Cosco Group Could Face $1M Fine For Barrier reef Oil Spill

April 6th, 2010 - 11:12 pm ICT by Angela Kaye Mason  

Apr 06 (THAINDIAN NEWS) The Shen Neng, a Chinese coal-carrying ship ran aground on Douglas Shoals, of the Great Keppel Tourist Resort off of the coast of Queensland Australia. When the ship ploughed full speed ahead right into the protected area of the Great Barrier Reef, it was a great bit off course. It hit the reef at full speed, 15 km or 9 miles outside of the shipping lane. After the crash, the police reported that the boat was leaking oil and was damaged badly on the port side, which left it in danger of tearing apart. Patches of oil were seen near the ship pretty quickly after the crash occurred.

The police sent a boat in on Sunday to remain on standby in case the 23 crew members needed to be evacuated. At that time the oil slick was 100 yards wide and stretched for 2 miles. Approximately 2 tons of oil had already spilled into the ocean at the Great Barrier Reef, causing serious dangers to the marine life there. On Monday two tugboats came in to stabilize the ship so that it would not rip apart and cause even more damage to the reef. On Tuesday, a boom was placed around the ship to try and stop the oil from leaking any further.

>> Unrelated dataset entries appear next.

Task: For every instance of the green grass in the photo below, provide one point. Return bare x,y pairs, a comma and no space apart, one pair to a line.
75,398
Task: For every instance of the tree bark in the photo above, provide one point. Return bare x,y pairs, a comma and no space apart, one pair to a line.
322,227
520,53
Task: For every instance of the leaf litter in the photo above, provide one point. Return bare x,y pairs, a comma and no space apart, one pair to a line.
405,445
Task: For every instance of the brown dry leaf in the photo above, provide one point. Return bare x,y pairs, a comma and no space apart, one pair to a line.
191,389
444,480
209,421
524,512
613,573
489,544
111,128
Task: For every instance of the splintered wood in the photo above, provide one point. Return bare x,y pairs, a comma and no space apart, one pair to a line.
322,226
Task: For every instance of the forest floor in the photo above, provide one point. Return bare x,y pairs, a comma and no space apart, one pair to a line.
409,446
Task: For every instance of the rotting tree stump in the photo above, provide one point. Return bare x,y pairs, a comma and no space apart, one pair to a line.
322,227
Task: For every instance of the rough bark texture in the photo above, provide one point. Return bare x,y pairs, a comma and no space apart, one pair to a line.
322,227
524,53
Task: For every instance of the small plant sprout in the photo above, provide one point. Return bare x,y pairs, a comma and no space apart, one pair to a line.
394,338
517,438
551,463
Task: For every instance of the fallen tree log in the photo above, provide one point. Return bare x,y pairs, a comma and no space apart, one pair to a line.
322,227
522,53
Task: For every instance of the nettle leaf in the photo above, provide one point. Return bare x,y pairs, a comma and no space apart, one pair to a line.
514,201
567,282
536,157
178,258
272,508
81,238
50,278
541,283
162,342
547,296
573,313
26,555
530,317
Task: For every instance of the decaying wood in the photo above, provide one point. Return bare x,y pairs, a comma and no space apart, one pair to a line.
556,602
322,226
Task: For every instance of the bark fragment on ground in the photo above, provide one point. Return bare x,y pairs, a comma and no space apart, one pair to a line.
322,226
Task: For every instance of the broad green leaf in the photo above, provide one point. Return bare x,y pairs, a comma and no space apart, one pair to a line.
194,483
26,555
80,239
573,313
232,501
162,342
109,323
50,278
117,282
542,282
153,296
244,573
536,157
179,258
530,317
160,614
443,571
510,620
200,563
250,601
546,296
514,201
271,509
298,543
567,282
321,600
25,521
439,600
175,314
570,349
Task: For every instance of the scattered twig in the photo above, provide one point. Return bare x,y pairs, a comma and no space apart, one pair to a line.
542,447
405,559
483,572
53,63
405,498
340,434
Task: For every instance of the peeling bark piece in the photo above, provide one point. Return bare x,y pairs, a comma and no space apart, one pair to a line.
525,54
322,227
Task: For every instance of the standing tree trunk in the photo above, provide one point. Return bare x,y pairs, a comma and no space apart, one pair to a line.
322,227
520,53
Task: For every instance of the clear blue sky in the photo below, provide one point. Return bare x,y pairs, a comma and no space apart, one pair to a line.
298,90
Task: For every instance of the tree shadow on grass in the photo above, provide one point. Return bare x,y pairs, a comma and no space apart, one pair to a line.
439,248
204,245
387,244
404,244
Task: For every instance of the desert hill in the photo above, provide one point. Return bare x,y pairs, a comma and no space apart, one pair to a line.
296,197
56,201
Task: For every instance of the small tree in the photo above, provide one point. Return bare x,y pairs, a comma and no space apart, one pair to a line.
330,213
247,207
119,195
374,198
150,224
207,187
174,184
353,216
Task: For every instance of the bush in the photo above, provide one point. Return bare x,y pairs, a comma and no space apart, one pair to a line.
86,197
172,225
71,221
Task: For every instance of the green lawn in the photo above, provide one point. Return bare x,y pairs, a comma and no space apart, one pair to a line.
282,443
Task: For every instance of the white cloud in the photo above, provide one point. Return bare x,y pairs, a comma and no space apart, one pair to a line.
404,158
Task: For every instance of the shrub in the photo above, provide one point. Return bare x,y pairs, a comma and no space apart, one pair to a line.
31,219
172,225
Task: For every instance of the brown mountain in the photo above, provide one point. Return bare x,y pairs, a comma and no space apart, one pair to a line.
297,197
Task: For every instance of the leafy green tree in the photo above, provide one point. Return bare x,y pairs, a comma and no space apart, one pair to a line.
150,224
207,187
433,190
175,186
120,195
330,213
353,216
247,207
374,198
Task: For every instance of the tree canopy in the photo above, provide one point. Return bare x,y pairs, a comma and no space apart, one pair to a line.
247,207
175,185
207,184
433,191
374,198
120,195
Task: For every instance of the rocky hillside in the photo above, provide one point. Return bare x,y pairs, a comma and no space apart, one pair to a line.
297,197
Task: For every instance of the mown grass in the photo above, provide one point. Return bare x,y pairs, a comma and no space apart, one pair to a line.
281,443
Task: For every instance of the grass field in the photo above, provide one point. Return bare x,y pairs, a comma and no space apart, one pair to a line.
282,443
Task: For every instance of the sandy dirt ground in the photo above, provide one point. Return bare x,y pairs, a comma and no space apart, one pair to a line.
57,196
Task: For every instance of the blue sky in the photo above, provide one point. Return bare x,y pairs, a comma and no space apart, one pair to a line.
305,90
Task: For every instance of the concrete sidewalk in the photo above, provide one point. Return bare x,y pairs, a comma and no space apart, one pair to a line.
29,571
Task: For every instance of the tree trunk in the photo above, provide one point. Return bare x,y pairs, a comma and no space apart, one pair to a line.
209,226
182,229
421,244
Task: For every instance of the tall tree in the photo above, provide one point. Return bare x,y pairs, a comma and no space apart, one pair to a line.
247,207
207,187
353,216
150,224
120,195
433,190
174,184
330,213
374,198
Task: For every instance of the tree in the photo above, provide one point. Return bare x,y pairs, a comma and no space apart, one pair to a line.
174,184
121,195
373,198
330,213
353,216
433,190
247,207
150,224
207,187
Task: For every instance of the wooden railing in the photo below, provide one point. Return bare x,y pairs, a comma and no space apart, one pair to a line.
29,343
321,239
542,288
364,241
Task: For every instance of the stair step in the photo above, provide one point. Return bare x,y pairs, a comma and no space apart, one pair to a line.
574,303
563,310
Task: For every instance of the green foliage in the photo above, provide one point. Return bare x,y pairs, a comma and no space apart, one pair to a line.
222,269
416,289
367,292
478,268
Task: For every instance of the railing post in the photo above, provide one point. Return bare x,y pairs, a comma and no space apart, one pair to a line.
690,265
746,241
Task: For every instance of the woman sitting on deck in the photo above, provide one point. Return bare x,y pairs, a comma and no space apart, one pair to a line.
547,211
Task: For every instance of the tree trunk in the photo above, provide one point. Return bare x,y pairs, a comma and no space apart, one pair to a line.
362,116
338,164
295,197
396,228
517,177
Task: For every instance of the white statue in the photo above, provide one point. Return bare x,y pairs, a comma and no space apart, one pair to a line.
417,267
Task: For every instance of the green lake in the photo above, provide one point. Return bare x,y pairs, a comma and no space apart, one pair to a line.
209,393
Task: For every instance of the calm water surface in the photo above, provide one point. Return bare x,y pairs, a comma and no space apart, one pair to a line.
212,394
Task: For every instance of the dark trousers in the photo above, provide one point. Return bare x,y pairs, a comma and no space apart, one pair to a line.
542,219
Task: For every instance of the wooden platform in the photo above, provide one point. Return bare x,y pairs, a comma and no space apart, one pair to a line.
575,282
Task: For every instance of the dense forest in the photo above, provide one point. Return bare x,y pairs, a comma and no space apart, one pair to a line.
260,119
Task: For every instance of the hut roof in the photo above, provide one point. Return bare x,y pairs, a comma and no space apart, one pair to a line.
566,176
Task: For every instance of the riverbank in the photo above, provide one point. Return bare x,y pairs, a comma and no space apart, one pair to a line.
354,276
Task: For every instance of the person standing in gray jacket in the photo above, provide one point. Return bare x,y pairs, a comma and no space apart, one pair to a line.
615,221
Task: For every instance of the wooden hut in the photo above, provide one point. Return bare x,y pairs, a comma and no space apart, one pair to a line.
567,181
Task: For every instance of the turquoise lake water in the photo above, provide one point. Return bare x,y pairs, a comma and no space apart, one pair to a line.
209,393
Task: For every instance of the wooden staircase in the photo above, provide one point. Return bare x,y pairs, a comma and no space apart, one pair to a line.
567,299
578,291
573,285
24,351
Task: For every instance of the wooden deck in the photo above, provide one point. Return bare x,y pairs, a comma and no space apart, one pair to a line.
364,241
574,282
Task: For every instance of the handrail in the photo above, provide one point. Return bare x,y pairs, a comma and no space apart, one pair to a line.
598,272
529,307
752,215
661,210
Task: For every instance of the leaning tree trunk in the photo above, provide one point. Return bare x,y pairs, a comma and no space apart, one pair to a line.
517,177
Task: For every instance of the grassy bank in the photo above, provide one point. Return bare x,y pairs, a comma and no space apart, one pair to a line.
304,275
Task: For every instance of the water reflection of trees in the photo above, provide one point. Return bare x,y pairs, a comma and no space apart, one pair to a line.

Prime Minister Kevin Rudd finds it outrageous that the ship was that far off course and thus caused so much damage to Australia’s Great Barrier Reef. He maintains that those to blame must be held accountable. “It is outrageous that any vessel could find itself 12 kilometres off course in the Great Barrier Reef,” he said.

“From my point of view as Prime Minister of Australia, there is no greater natural asset for Australia than the Great Barrier Reef,” he added.

“I take any threat to the Great Barrier Reef fundamentally seriously.

“The practical challenge is to deal with this situation now. The practical challenge then is to bring to account those who are responsible,” he said.

Authorities have not yet determined whether the ship’s crew was “taking a shortcut” or were fatigued, but whatever the reason, Shenzhen Energy, which is a subsidiary of China’s largest shipping operator, the Cosco Group could be fined up to 1 million Australian dollars ($920,000) for straying from the authorized shipping lane.